20. The clinician needs to be non-judgmental, particularly making assumptions based on race, culture, work status.
21. The clinician needs to understand and inform the survivor that various types of medications such as anti-depressants can help to alleviate depression, panic attacks, lack of sleep, and huge mood swings. This should be monitored by a psychiatrist who has experience with trauma survivors and understands that each survivor is different. Initially the survivor may need to try various medications to find the right dosage and what works for that person. In the long term medications can offset suicidal tendencies and huge mood swings which in turn can help the survivor complete a deeper healing of trauma.

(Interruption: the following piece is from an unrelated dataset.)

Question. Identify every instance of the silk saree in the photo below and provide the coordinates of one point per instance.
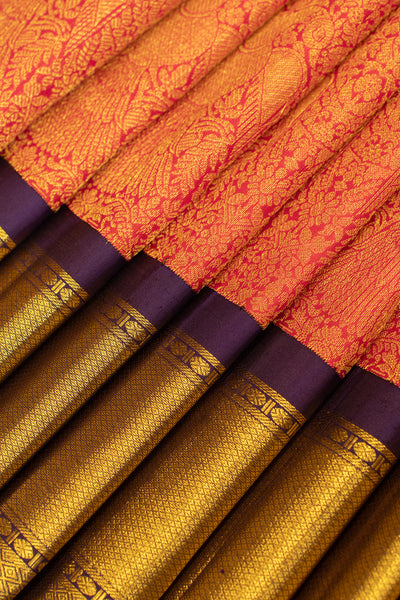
(200, 276)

22. It is crucial for the clinician to take care of oneself outside the therapeutic arena, particularly in terms of doing their own inner work, exercise, sleeping well, spiritual practices, professional support system, recreation. No one can face trauma alone. If this is not done, both the client and clinician suffer.
23. The clinician needs to set boundaries with the client e.g. keeping scheduled appointments, emergency phone contact, being clear and up front about availability and how the client might deal with crises when the clinician is not available.

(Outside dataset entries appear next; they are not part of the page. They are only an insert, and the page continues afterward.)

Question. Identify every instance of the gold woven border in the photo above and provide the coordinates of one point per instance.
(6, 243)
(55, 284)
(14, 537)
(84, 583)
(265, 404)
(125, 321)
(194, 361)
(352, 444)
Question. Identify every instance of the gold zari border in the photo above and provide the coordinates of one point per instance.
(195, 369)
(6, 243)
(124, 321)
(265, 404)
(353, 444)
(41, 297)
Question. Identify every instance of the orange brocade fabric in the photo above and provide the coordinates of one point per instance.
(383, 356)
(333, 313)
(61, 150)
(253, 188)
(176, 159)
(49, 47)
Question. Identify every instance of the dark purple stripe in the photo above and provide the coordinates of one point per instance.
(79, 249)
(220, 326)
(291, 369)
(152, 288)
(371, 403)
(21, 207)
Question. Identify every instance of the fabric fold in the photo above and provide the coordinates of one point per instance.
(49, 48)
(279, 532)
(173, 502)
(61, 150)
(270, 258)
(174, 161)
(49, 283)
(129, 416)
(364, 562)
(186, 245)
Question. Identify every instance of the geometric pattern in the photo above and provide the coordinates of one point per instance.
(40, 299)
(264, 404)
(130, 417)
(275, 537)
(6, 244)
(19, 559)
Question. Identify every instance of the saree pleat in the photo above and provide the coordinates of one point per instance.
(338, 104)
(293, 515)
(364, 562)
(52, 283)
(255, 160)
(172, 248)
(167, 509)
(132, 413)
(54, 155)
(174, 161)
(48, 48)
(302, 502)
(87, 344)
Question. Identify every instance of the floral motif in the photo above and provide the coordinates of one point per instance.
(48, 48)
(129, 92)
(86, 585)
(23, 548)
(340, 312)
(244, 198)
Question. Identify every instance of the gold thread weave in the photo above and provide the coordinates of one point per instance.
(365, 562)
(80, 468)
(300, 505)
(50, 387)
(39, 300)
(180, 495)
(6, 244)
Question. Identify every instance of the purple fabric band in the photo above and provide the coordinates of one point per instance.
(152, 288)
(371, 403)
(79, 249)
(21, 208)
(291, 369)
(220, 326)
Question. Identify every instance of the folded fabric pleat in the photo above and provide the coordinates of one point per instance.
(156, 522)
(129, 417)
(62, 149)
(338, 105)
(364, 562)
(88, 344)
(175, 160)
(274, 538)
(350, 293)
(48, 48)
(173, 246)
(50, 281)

24. It is helpful for clinicians to be able to identify their client’s dissociative difficulties and then help that client understand those difficulties.
25. For short-term therapy, the clinician needs to set realistic goals for the client at the start, which includes clarifying existing issues, skill-building and referral, and how many sessions the client has with the clinician. The terminating session needs to be labeled as such, incorporate a review of the therapy process, where the client goes from that point on, how the client feels and saying goodbye.
26. Finally, it is crucial for the clinician to take care of oneself outside the therapeutic arena, particularly in terms of doing their own inner work, exercise, sleeping well, spiritual practices, professional support system and recreation. No one can face trauma alone. If this is not done, both the client and clinician suffer.